Strong friendship bonds are soon established between the two. Fliess is Freud's confessor and moral supporter, during Freud's most productive activity as a psychoanalyst and they exchange letters.

Fliess nevertheless was more than a mere audience and criticist of Freud's ideas - he himself had ambitious scientific contributions that asked for Freud's confirmation. Fliess is the author of a theory on the reflex nasal neuroses, including bisexuality and the theory of vital periodicity.
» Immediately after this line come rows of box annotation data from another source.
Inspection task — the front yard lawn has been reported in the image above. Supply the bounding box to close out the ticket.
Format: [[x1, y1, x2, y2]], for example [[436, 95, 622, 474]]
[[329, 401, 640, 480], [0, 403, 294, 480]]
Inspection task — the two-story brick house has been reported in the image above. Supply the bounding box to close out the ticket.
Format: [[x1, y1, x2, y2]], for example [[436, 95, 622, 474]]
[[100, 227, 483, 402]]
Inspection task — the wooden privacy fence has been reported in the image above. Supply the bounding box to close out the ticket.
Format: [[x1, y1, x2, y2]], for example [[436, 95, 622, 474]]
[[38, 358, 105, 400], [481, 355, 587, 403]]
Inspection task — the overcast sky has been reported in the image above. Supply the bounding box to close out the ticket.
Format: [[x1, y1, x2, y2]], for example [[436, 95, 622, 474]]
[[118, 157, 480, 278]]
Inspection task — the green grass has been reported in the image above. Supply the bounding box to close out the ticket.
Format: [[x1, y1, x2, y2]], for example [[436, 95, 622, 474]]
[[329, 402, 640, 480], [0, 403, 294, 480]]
This latter theory - a kind of biorhythmology - stated that all vital processes (pathological ones included) are developed in a cycle lasting 28 days in women, and 23 days in men. Various numerical relationships should have been helpful in determining the time for recovery after some disease, for instance and, why not, the likely date for someone's death.

Fliess' direct influences upon the birth of psychoanalysis are generally considered unimportant. Nevertheless, Fliess was the first to draw Freud's attention on the significance of jokes as useful material for psychoanalytical research - Freud even used to declare: "It was you who have taught me that there lies something true behind every popular fantasy" (1896). 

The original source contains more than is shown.